I appreciate your advice and I've actually just had a peek at the evaluation pages of the book you suggested. I'm embarrassed to say that maybe what I experienced was a mild form of abuse, as some of his actions weren't as severe or intense as those described. From there, I looked up the definition of both verbal and emotional abuse in Wikipedia and I definitely saw parts of my husband in there. One paragraph in particular describes what a healthy relationship should look and feel like and mine was definitely not healthy. However, as with many other women, I felt as though I had to stay together for the children, but have now realized, albeit very late, that it was time to move on.

In as much as he never physically abused me, there were a few episodes where he "snapped" with the children, though. It was devastating at the time and it should have opened my eyes to the truth, but I'm afraid I let that go, too. As you said yourself, it takes a long time for someone to actually face up to the fact that they should be somewhere else!

You are right when you say I have to stop trying to figure him out. I am still looking for reasons and answers and I should accept the fact that I will never get them. But it's hard. I feel I need "closure" with our relationship and yet I know he doesn't feel the same. I continue to feel as if he "waffles" through excuses as to why things happened.

In answer to your question about counselling, I've been to counselling both on my own and with my husband.

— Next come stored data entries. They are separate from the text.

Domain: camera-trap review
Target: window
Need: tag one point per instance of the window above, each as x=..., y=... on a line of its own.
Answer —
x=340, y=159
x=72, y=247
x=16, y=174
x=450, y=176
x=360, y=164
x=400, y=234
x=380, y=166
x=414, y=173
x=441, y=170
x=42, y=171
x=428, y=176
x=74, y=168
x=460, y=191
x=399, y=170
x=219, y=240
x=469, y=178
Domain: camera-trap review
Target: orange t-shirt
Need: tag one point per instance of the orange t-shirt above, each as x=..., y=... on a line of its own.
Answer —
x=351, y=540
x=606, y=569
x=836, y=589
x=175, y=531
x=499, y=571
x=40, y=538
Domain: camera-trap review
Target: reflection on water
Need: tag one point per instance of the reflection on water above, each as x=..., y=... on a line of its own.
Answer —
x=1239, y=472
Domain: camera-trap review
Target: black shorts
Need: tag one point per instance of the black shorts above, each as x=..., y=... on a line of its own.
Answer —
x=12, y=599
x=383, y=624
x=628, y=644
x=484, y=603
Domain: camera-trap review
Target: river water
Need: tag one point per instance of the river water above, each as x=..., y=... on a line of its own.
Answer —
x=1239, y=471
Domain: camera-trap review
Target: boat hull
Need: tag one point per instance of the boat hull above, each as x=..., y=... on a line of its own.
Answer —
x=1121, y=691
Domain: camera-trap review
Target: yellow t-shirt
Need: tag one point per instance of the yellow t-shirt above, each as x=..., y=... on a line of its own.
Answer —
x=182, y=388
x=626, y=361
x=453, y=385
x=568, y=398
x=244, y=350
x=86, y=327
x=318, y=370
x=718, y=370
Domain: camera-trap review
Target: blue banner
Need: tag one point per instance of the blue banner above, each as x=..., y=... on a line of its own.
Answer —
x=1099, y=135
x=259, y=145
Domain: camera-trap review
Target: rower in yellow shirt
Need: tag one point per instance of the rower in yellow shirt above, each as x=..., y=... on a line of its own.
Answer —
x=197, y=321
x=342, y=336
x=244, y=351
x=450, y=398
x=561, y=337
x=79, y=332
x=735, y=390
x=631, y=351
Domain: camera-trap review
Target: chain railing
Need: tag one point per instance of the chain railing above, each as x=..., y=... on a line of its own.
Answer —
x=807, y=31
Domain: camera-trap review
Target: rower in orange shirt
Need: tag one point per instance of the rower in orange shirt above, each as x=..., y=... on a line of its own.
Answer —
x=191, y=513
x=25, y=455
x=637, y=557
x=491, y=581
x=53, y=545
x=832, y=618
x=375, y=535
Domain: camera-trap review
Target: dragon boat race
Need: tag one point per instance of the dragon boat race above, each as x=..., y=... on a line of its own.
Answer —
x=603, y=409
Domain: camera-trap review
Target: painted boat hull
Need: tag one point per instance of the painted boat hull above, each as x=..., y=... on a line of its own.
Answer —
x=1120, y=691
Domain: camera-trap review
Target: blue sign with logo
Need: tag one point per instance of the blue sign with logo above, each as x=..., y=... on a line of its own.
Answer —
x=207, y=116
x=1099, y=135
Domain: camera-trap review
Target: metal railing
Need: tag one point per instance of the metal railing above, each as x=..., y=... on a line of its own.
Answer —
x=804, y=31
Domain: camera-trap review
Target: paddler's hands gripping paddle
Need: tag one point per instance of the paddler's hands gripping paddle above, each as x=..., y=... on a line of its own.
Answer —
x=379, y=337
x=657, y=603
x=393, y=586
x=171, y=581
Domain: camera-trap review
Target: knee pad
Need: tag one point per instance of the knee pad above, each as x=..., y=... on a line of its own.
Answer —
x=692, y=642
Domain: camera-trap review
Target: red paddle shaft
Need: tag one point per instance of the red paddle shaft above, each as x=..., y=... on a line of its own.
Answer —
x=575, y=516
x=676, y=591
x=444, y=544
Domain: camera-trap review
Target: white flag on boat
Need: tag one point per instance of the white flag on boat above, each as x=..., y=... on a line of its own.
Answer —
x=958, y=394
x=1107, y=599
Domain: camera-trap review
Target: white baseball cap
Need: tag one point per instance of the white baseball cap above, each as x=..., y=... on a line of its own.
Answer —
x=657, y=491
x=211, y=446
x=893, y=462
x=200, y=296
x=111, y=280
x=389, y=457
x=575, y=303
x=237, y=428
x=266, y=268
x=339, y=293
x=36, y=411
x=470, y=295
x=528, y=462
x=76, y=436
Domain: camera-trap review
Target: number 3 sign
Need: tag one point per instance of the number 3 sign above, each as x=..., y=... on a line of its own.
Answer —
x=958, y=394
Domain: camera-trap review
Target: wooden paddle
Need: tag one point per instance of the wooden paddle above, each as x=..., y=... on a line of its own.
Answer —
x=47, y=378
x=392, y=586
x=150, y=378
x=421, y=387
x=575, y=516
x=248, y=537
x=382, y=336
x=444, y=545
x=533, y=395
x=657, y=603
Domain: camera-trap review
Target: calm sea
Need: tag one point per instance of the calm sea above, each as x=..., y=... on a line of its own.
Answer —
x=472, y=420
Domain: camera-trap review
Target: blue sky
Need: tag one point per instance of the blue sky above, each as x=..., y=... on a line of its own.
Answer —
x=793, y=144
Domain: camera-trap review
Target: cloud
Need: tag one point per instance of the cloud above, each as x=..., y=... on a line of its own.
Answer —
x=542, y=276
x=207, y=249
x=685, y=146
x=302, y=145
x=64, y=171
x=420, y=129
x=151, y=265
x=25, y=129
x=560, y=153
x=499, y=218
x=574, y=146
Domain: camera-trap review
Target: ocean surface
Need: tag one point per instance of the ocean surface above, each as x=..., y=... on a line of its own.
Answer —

My initial solo counselling session at least gave me the confidence to separate from him the first time, but I felt he manipulated himself back into the house and vulnerable as I was, I let him. That I feel was my biggest mistake, as I felt so much better without him. Who knows why we do the things we do?

As for the marriage counselling, it certainly brought up some strange responses from him, which again, puzzled me but I was sucked into thinking he might be sincere. It took me another 4 months before I actually left him again and this is where I am at present. Even though I am now out of it, do you still think it wise for me to read the book?